At the end of the day, this means we need to defend our GPL codebases, because we can't protect our secret sauce functions without defending the simpler ones.
If source its not subjet to corpyright then independently of it being illegaly leaked, i could unbrand XP's source code (that as I recall was leaked no long back) use it and redistribute it even for profit... I would like to see M$ answer to that.
I think the issue with Java's API was actually terribly explained even by Oracle's lawyers, Google stole that API, first because it already had a large amount of developers familiar with it so they could benefit of cheap code monkeys developing for their platform, added modifications (memory management) which under Java's open source licence (Oracle owns java yet it is still open source) they should have made public for everyone's benefit (in a true Open Source spirit), modified the packaging mechanism (slightly, you know .apk), so instead of you know having a package (jar) that can run on a desktop or rather on any JVM it could only run on the devices with their* OS (or rather dalvik implementation) and guess what, now that there are some options to run those on other environments the "casually" decided to change it again instead of letting people benefit from the rich APK ecosystem somewhere else than Android
> I think the issue with Java's API was actually terribly explained even by Oracle's lawyers…
Of which none of your examples are in any way applicable to the case of google violating the Java copyright.

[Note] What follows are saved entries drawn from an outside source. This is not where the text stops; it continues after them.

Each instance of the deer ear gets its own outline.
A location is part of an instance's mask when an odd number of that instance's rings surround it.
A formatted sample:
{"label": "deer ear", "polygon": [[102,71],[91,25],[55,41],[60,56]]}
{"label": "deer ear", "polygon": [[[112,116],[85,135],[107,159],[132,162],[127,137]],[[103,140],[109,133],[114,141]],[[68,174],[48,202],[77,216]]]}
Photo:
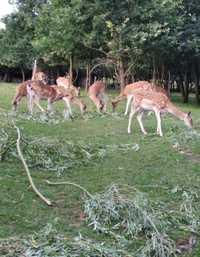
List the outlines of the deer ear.
{"label": "deer ear", "polygon": [[191,117],[191,112],[188,112],[188,117]]}

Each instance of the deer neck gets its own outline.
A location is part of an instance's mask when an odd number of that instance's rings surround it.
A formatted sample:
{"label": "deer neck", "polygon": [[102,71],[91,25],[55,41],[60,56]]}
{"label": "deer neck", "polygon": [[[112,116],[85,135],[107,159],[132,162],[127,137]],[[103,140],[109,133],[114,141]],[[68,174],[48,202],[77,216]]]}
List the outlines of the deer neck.
{"label": "deer neck", "polygon": [[172,115],[174,115],[175,117],[177,117],[180,120],[185,120],[186,117],[186,113],[182,112],[181,110],[179,110],[175,105],[173,105],[172,103],[168,103],[167,105],[167,111],[169,113],[171,113]]}

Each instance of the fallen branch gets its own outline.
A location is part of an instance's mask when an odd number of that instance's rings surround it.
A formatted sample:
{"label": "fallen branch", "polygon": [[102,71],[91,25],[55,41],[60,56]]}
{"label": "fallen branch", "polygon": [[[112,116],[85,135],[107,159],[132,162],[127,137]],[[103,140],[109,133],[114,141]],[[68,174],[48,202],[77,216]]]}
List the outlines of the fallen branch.
{"label": "fallen branch", "polygon": [[18,152],[18,154],[19,154],[19,157],[20,157],[20,159],[21,159],[21,161],[22,161],[22,164],[23,164],[24,169],[25,169],[25,171],[26,171],[26,174],[27,174],[27,176],[28,176],[30,185],[31,185],[33,191],[40,197],[40,199],[42,199],[47,205],[52,205],[51,201],[50,201],[49,199],[47,199],[46,197],[44,197],[44,196],[39,192],[39,190],[36,188],[36,186],[35,186],[35,184],[34,184],[34,182],[33,182],[33,180],[32,180],[32,177],[31,177],[31,174],[30,174],[28,165],[26,164],[26,161],[25,161],[25,159],[24,159],[24,157],[23,157],[23,154],[22,154],[21,148],[20,148],[20,139],[21,139],[20,129],[15,125],[14,122],[13,122],[13,124],[14,124],[14,127],[15,127],[16,130],[17,130],[17,135],[18,135],[17,143],[16,143],[16,145],[17,145],[17,152]]}
{"label": "fallen branch", "polygon": [[79,189],[84,191],[90,198],[93,198],[92,194],[90,194],[84,187],[82,187],[76,183],[67,182],[67,181],[63,181],[63,182],[50,182],[49,180],[45,180],[45,181],[48,185],[71,185],[71,186],[78,187]]}

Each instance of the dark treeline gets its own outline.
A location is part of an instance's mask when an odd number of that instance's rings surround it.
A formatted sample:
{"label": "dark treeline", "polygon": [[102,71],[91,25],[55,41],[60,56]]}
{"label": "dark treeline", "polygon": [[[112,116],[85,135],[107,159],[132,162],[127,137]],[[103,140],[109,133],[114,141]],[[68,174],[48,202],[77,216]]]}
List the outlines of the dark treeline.
{"label": "dark treeline", "polygon": [[49,75],[86,88],[107,78],[121,89],[153,80],[194,92],[200,104],[199,0],[13,0],[0,30],[0,79],[30,78],[34,59]]}

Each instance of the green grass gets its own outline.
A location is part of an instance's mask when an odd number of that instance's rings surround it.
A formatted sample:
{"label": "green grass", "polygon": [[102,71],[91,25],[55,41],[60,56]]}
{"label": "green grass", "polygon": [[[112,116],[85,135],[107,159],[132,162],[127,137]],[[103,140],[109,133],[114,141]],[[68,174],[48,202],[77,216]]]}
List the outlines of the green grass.
{"label": "green grass", "polygon": [[[14,88],[15,85],[12,84],[0,84],[0,112],[10,111]],[[111,97],[114,94],[116,93],[109,92]],[[94,113],[95,108],[89,99],[86,96],[83,99],[88,104],[88,111]],[[178,95],[173,99],[182,110],[192,111],[194,129],[200,132],[200,108],[194,104],[181,104]],[[56,103],[54,108],[62,112],[63,104]],[[120,104],[117,112],[122,114],[124,108],[125,102]],[[73,111],[78,113],[76,108],[73,108]],[[17,115],[23,112],[26,112],[25,99],[20,104]],[[145,119],[145,127],[149,131],[147,136],[141,134],[135,119],[132,134],[128,135],[127,123],[128,118],[123,115],[114,118],[98,114],[89,119],[76,115],[73,121],[67,120],[55,125],[19,119],[17,125],[23,128],[23,133],[38,138],[50,137],[106,145],[137,143],[140,149],[137,152],[116,150],[108,153],[103,161],[68,170],[60,178],[55,172],[31,170],[37,187],[45,196],[56,202],[54,207],[46,206],[32,192],[19,161],[0,162],[0,238],[31,234],[47,223],[54,222],[55,219],[57,219],[56,227],[61,233],[77,235],[80,231],[84,235],[96,237],[94,232],[80,220],[82,192],[71,186],[49,186],[45,183],[45,179],[72,181],[82,185],[91,193],[100,192],[112,183],[134,185],[146,191],[152,199],[169,202],[172,205],[178,204],[180,199],[163,190],[162,186],[172,189],[178,185],[181,188],[198,190],[200,158],[187,158],[173,149],[169,140],[172,131],[176,136],[180,129],[187,130],[181,121],[170,116],[164,117],[163,138],[154,134],[156,125],[154,115]],[[190,150],[195,156],[200,156],[199,144],[193,142]],[[148,188],[146,187],[148,185],[161,187]],[[191,256],[199,255],[200,243]]]}

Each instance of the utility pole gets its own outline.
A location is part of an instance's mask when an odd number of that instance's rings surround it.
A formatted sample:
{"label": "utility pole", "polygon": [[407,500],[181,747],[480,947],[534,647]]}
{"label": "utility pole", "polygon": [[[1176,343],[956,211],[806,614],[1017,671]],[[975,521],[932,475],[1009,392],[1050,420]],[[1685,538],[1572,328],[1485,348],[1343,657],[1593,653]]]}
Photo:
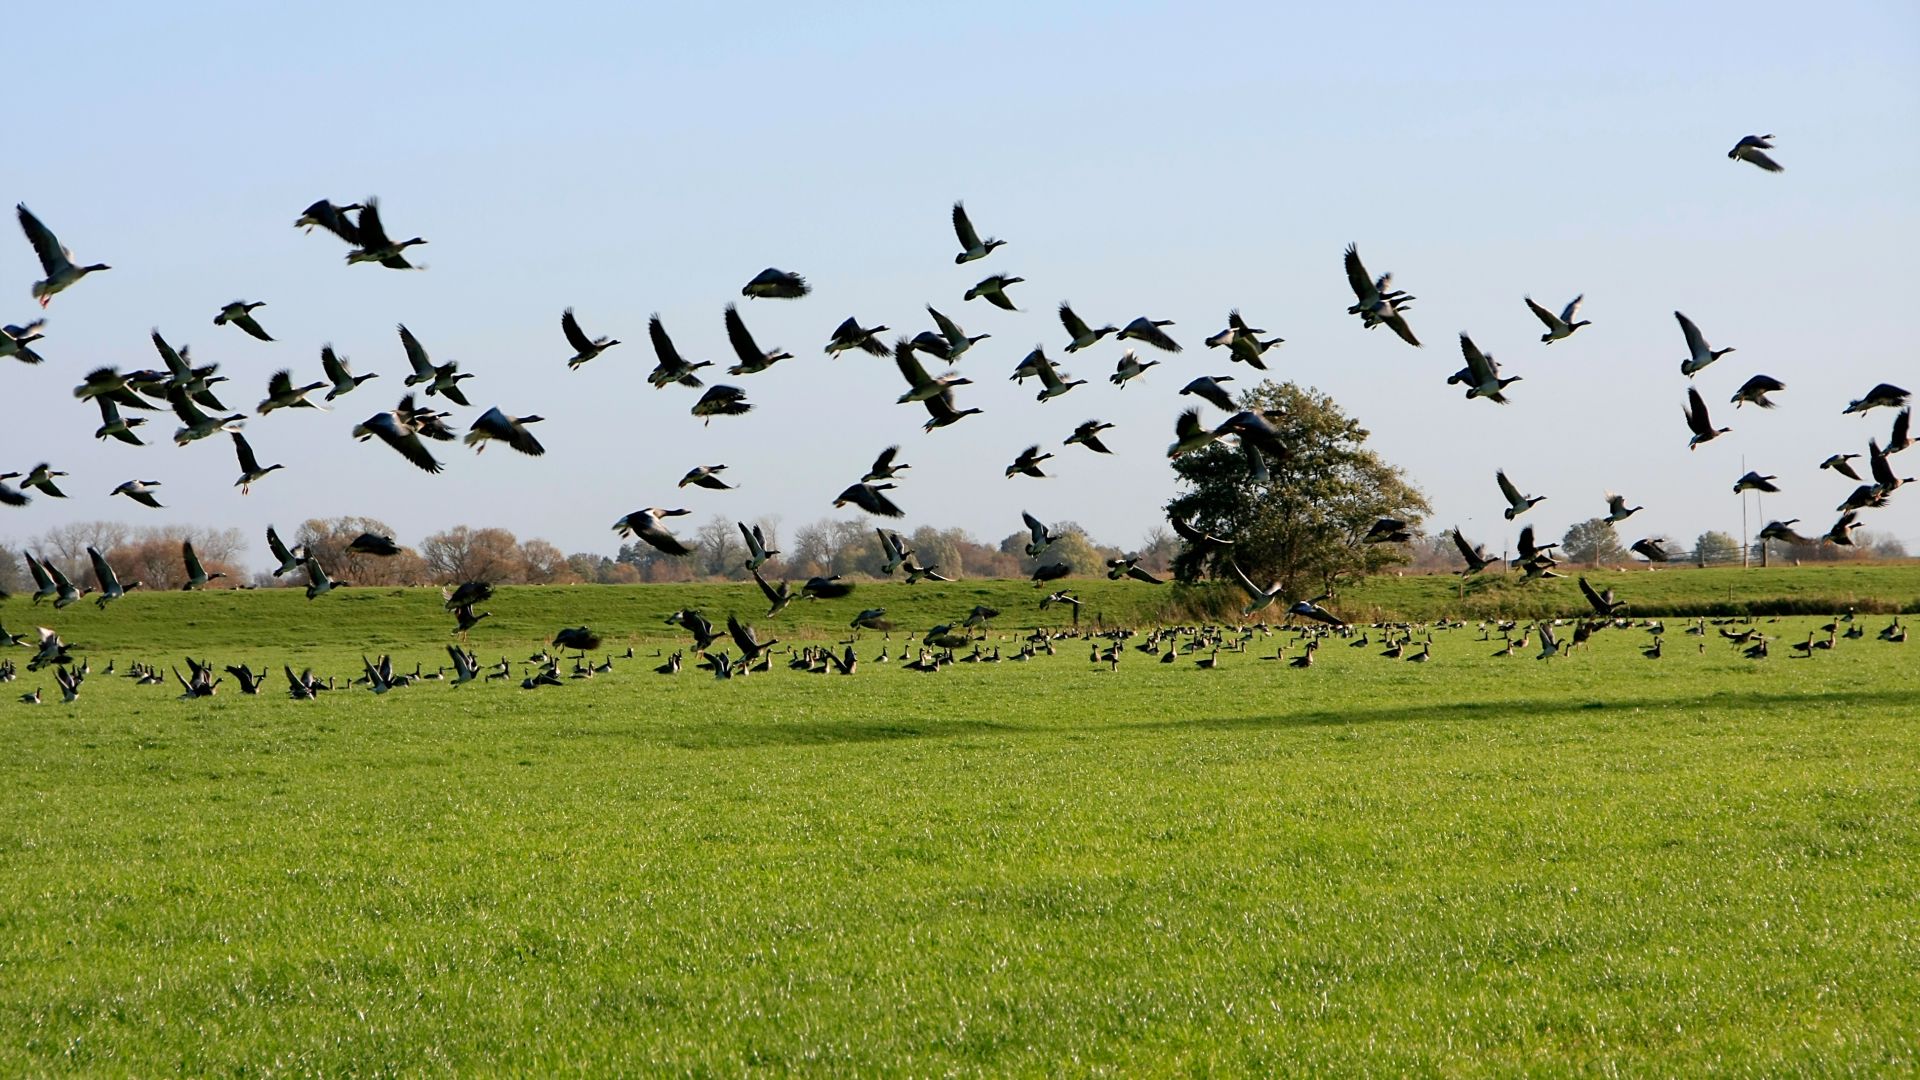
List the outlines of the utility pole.
{"label": "utility pole", "polygon": [[[1740,475],[1747,474],[1747,455],[1740,455]],[[1751,569],[1753,561],[1753,534],[1747,531],[1747,493],[1740,493],[1740,569]]]}

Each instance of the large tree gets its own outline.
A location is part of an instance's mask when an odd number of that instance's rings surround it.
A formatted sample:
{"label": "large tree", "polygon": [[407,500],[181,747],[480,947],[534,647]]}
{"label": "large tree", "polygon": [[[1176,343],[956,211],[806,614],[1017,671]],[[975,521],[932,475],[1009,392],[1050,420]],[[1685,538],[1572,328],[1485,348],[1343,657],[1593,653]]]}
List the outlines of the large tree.
{"label": "large tree", "polygon": [[1290,452],[1268,455],[1264,479],[1224,442],[1174,459],[1186,490],[1167,513],[1234,541],[1228,552],[1205,555],[1189,546],[1173,561],[1175,577],[1223,574],[1232,558],[1255,581],[1299,596],[1406,561],[1403,545],[1360,542],[1382,517],[1417,531],[1428,509],[1398,468],[1366,449],[1367,429],[1331,397],[1291,382],[1262,382],[1240,404],[1266,413]]}
{"label": "large tree", "polygon": [[1567,529],[1560,538],[1560,554],[1568,561],[1599,566],[1603,563],[1625,562],[1627,549],[1620,543],[1620,534],[1613,529],[1613,523],[1606,518],[1588,518]]}

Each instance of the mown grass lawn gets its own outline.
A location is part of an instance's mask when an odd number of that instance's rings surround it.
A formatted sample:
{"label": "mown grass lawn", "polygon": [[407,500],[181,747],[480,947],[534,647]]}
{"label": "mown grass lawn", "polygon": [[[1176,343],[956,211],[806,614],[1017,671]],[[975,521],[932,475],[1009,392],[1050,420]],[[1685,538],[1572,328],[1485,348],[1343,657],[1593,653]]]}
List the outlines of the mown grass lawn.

The Java Specification gives terms and conditions for usage which is what the lawsuit was about and not some laundry list of things which annoys a random internet person. In fact, not annoying your users isn’t even mentioned once in the conditions to call an implementation “Java” strangely enough.
Or I’m completely wrong and oracle doesn’t spend enough on their legal team.
Is copilot really a violation of GPLv3 (our license)? How is co-pilot different from someone lifting sections of code? Lifting a few sections of the code is a world different compared to re-distributing the entirety of the source code, or forking the project and replacing 2 or 3 letters from our brand name & then redistributing that.
I think the article needed to go into more detail about how that really is a violation of a license. This seems like a similar argument that was made in court whether the Java APIs themselves could be copyrighted. Can an algorithm be copyrighted or licensed? If someone uses the same algorithm as found on FOSS, have they violated the license of that FOSS?
Then the reaction, instead of pursing litigation, and/or communicating and working with github, the reaction is we should 'cancel' github and move to.. gitlab? Is that even an answer? If we think algorithms are copyright-able, wouldn't have any kind of code search be a violation? Would allowing for any kind of transcription of code be a violation? If so, then seemingly having the source be open would invite this.
I think this gets to the heart of FOSS in some ways. It's closed for privatization, open to the community, and what matters is the software provided. If someone cribs the project to configure a Feign client, or set up a unit tests with DbRider - it's okay! It's the same thing as viewing HTML source code, learning a cool javascript trick by looking at how some website did that trick - is part of the openness.
I wonder then, is the point of FOSS openness only to allow others strictly to view and edit the code for the purpose of contributing back to that exact software product? Or is the openness more than that, and that others are going to use the software in creative and novel ways, and use it for learning and who-knows how else (all pursuant to GPLv3).